Je lance des regards courroucés à Éros. Je lui ai demandé s'il avait réfléchi à la question de la nuit. Je n'ai reçu aucune réponse, ce qui me fait croire qu'il n'avait pas pensé une seule seconde à dormir en forêt alors que nous sommes encore en hiver. J'insiste en me tournant vers lui :

— J'espère que tu as conscience que je n'ai pas d'aptitude et que je suis aussi fragile qu'une enfant. Je ne peux pas me réchauffer seule ou même créer un feu... il ne dit rien. Es-tu en train d'épuiser les tiennes pour te réchauffer ?

Je fronce les sourcils et m'apprête à en rajouter une couche quand il place sa main entre nous.

— Tais-toi. Je n'utilise pas mes aptitudes. Laisse-moi nous chercher un abri pour la nuit.

— Et tu comptes manger quoi ? De l'écorce et de la neige.

— Eh bien, tu seras à la diète, ça t'empêchera peut-être de parler.

Je reste coite devant un tel manque de considération. Et pourtant mon esprit de rébellion n'a pas envie de lui offrir le loisir que je me taise. C'est manifestement ce qu'il désire et je ne lui offrirais pas le silence qu'il attend à ce point.

— Tu peux me rappeler comment tu vas faire pour nous éviter de mourir congelé ?

— Je n'aurais pas à m'en soucier si tu avais créé un portail allant directement en Nostraria.

Je lui tends mes mains avec nonchalance.

— Oh, mais je peux te créer ce portail sans soucis, il suffit que tu me retires ces bracelets.

— Mais prends-moi pour un idiot.
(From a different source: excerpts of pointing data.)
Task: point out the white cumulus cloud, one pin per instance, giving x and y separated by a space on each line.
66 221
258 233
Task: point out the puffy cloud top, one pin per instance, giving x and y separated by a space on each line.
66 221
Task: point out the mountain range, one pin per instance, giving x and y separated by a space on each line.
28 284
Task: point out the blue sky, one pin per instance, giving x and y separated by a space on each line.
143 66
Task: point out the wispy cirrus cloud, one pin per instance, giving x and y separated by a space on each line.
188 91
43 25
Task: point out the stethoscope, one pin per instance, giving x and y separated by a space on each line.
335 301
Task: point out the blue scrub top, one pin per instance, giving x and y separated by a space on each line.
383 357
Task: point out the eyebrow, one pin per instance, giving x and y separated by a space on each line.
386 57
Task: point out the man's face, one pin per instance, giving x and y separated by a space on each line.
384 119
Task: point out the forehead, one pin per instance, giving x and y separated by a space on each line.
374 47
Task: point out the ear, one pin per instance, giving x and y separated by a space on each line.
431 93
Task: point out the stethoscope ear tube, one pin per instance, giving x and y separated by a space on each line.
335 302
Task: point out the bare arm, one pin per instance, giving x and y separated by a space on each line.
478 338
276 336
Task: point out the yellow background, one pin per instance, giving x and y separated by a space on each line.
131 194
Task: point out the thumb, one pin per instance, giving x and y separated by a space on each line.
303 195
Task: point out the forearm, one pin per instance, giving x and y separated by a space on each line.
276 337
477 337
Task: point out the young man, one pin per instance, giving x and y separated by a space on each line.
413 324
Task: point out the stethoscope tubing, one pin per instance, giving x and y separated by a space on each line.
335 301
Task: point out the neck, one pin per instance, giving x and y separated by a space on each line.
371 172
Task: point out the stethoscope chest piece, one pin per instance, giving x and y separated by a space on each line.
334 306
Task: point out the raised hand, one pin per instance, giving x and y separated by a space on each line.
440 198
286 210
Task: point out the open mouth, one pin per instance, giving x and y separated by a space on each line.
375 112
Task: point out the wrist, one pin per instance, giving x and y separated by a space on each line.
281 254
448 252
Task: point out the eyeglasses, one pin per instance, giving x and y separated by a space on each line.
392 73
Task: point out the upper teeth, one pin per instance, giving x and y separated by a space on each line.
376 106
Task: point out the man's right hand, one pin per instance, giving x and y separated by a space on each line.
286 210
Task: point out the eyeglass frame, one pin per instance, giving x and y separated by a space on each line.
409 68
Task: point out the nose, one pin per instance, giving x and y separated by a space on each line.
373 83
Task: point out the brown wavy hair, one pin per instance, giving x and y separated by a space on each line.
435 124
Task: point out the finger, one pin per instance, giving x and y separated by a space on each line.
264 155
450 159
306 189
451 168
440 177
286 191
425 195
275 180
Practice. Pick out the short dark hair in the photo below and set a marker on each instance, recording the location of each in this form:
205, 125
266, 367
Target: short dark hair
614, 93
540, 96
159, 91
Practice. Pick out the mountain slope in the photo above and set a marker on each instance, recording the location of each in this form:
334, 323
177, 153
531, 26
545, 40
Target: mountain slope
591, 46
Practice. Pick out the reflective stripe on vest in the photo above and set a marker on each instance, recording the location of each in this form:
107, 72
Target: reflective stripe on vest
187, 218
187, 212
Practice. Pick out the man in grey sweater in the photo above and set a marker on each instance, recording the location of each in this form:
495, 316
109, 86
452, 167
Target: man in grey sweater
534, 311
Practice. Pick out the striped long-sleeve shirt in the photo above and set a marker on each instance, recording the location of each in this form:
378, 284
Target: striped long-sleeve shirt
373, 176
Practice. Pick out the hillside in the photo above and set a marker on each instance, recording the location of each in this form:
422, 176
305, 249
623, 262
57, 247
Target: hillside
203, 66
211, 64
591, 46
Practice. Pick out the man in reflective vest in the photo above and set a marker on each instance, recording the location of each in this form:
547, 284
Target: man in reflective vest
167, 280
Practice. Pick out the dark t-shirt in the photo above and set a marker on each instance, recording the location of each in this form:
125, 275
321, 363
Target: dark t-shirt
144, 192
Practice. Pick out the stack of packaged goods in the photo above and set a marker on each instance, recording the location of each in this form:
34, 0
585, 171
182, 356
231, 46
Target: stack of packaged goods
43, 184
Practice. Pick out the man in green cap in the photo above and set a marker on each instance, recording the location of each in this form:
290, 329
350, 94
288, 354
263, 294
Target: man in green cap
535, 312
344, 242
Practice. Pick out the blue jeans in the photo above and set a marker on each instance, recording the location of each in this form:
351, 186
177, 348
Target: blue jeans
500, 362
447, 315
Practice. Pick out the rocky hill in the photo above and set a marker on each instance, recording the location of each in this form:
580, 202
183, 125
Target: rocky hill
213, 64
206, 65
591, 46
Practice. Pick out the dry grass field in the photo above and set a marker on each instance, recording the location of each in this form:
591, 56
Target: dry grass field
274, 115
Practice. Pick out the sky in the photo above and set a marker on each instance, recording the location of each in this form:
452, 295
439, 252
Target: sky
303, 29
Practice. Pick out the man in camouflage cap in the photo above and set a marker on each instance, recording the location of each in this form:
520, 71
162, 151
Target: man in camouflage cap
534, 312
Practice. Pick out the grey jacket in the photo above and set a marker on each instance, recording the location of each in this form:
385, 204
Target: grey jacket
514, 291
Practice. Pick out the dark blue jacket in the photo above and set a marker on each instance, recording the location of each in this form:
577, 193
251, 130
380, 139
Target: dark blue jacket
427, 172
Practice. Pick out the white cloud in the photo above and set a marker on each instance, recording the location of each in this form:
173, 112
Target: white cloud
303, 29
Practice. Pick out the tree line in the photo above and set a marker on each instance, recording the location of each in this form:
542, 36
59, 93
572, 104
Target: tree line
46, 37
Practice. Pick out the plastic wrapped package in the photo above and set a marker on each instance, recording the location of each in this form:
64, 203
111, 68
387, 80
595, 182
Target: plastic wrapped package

Tu crois que je te fais confiance ?

Il est étrange de se dire que nous ne nous faisons plus confiance. À une époque, je lui aurais confié ma vie... À une époque, il a donné sa vie pour moi... Je repousse ses pensées au plus profond de mon être. Je préfère lui sourire niaisement avant de lui lancer d'un ton jovial :

— Oh, mais tu devrais ! Je t'emmènerais au palais si tu le désires si ardemment.

Et une fois que je t'aurais poussé dans ce portail, je volerais ma dague que tu as accrochée à ta ceinture pour me faufiler derrière le roi et le massacrer. Il fronce les sourcils comme s'il cherchait l'erreur dans ce que je viens de dire, comme s'il essayait d'entendre la phrase que je viens de penser.

— Tu mens comme tu respires. Tu n'es qu'une ennemie parmi tant d'autres. Tu penses que je serais prêt à t'écouter parce qu'une Varas Kare a dit que nous étions liés et que tu as confirmé, mais ça n'a aucune importance. Même si c'était la réalité, même si je croyais en ces foutaises, je peux toujours renier un tel lien.

— Alors, fais-le !

Nous nous sommes arrêtés encore une fois et nous dévisageons. Je le défie du regard alors que ma conscience me hurle de l'empêcher de faire une telle chose. J'essaie de paraître confiante alors que je sais que mon moment de faiblesse face à sa cicatrice de toute à l'heure restera gravé dans sa mémoire. Il m'a vu sur le point de faillir... dès qu'il s'agit de lui, mes émotions sont décuplées. Il fronce les sourcils et tourne rapidement la tête. Ses lèvres forment des mots qu'ils ne prononcent pas, comme s'il se parlait à lui-même. Et sans que je n'aie de réponse, il se détourne et reprend la route.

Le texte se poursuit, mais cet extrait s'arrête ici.